Aviation experts say the sector urgently needs government support to prevent more companies from going under after Comair announced that it would go into business rescue.
The company was the latest in South Africa following the lead of SA Express and South African Airways (SAA) entered into business rescue to safeguard the interests of the company.
The airline says the decision comes as a result of the COVID-19 crisis which has disrupted the implementation of a turnaround plan.
Independent transport economist Dr Joachim Vermooten says, “IATA indicated months ago no scheduled airline even though well capitalised will be able to sustain the financial impact of the grounding orders applied to airlines. It really required the government to come to the party and provide financial assistance otherwise the impact will be greatly felt in the country.
In the video below, unions head to court over the looming retrenchments at SAA:
Comair reported a half-year loss of R564 million following the COVID-19 lockdown.
In a statement, Comair Chief Executive Officer says the company faced an unprecedented situation following the lockdown.
Stander says business rescue practitioners will work with management and the board towards resuming operations in accordance with all regulatory requirements.

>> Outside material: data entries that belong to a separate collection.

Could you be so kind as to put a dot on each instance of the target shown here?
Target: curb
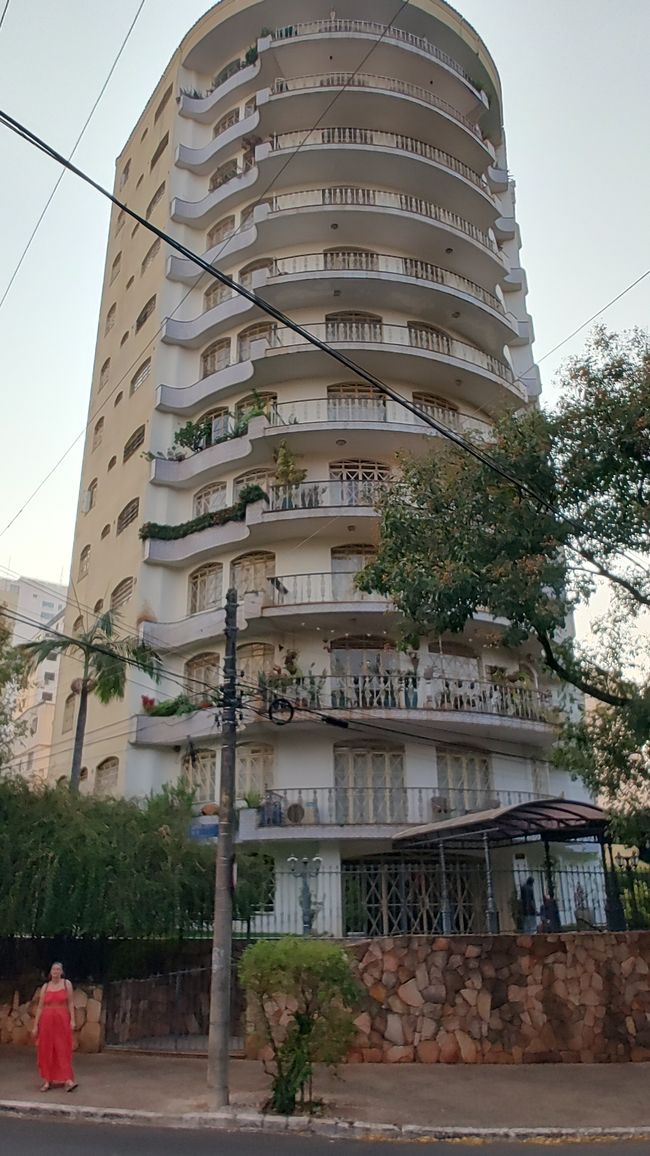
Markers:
(229, 1119)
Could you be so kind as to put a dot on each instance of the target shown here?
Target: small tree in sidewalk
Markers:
(316, 983)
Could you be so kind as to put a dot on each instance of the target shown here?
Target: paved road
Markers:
(38, 1138)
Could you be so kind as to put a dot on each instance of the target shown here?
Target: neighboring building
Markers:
(35, 713)
(35, 601)
(389, 230)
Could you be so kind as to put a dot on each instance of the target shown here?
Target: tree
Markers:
(105, 662)
(566, 509)
(315, 980)
(12, 679)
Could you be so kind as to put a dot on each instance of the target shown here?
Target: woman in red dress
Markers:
(52, 1030)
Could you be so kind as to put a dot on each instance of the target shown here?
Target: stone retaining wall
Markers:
(529, 999)
(16, 1019)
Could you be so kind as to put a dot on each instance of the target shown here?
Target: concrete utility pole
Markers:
(219, 1035)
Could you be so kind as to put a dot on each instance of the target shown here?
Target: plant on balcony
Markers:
(236, 512)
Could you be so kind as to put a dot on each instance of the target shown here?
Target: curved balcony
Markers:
(309, 278)
(384, 99)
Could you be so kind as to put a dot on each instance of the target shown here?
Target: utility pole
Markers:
(219, 1035)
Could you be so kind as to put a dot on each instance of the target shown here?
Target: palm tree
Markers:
(105, 661)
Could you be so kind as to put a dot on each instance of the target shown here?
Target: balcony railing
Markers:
(344, 136)
(408, 690)
(371, 28)
(323, 495)
(369, 806)
(359, 261)
(377, 333)
(368, 410)
(345, 195)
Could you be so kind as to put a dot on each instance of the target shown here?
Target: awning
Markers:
(555, 820)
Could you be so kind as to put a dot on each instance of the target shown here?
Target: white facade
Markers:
(389, 231)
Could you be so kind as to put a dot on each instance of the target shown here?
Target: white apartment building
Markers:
(352, 169)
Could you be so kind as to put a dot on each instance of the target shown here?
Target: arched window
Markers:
(353, 401)
(253, 769)
(140, 376)
(145, 313)
(134, 442)
(106, 778)
(440, 408)
(201, 676)
(199, 775)
(122, 593)
(111, 317)
(67, 720)
(83, 562)
(250, 572)
(97, 434)
(205, 588)
(353, 326)
(127, 514)
(209, 498)
(369, 783)
(220, 231)
(215, 357)
(259, 332)
(255, 659)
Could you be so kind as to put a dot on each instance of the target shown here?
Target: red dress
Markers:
(54, 1038)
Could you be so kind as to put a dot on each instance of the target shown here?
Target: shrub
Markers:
(317, 980)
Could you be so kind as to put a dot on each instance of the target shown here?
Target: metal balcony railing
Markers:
(349, 195)
(408, 690)
(370, 28)
(415, 336)
(382, 140)
(359, 261)
(367, 806)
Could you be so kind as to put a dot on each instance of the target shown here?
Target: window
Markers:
(145, 313)
(227, 121)
(149, 256)
(215, 357)
(115, 268)
(127, 514)
(105, 778)
(251, 572)
(155, 199)
(352, 326)
(253, 773)
(140, 376)
(201, 676)
(211, 498)
(104, 373)
(122, 593)
(222, 175)
(199, 775)
(159, 152)
(83, 562)
(255, 659)
(97, 434)
(438, 408)
(134, 442)
(67, 720)
(215, 295)
(369, 783)
(221, 231)
(164, 101)
(205, 588)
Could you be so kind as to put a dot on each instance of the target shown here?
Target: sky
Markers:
(574, 75)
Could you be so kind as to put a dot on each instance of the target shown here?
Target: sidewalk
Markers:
(531, 1096)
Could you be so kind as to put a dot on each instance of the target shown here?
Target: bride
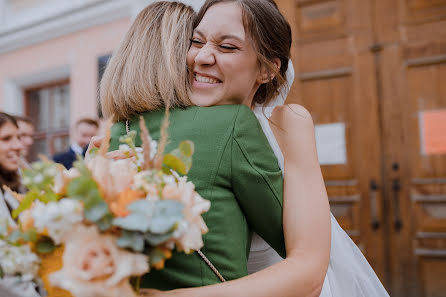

Customers with existing bookings will be able to re-book flights within 12 months of their departure date at no charge for changes before 1 November.
Last week Public Enterprises Department Acting Director-General Kgathatso Tlhakudi says the government was ready to bring in strategic partners for the sale of non-core assets.
He said despite the current delays, they expect the transition from SAA to the new airline to take place soon.
“South Africa is an end of the world destination, her connections are critical for the tourism industry and for investment. The continent has long distances between its economic hubs and this makes air routes for regional integration important. It is for this reason that a capable national carrier is non-negotiable,” said Tlhakudi.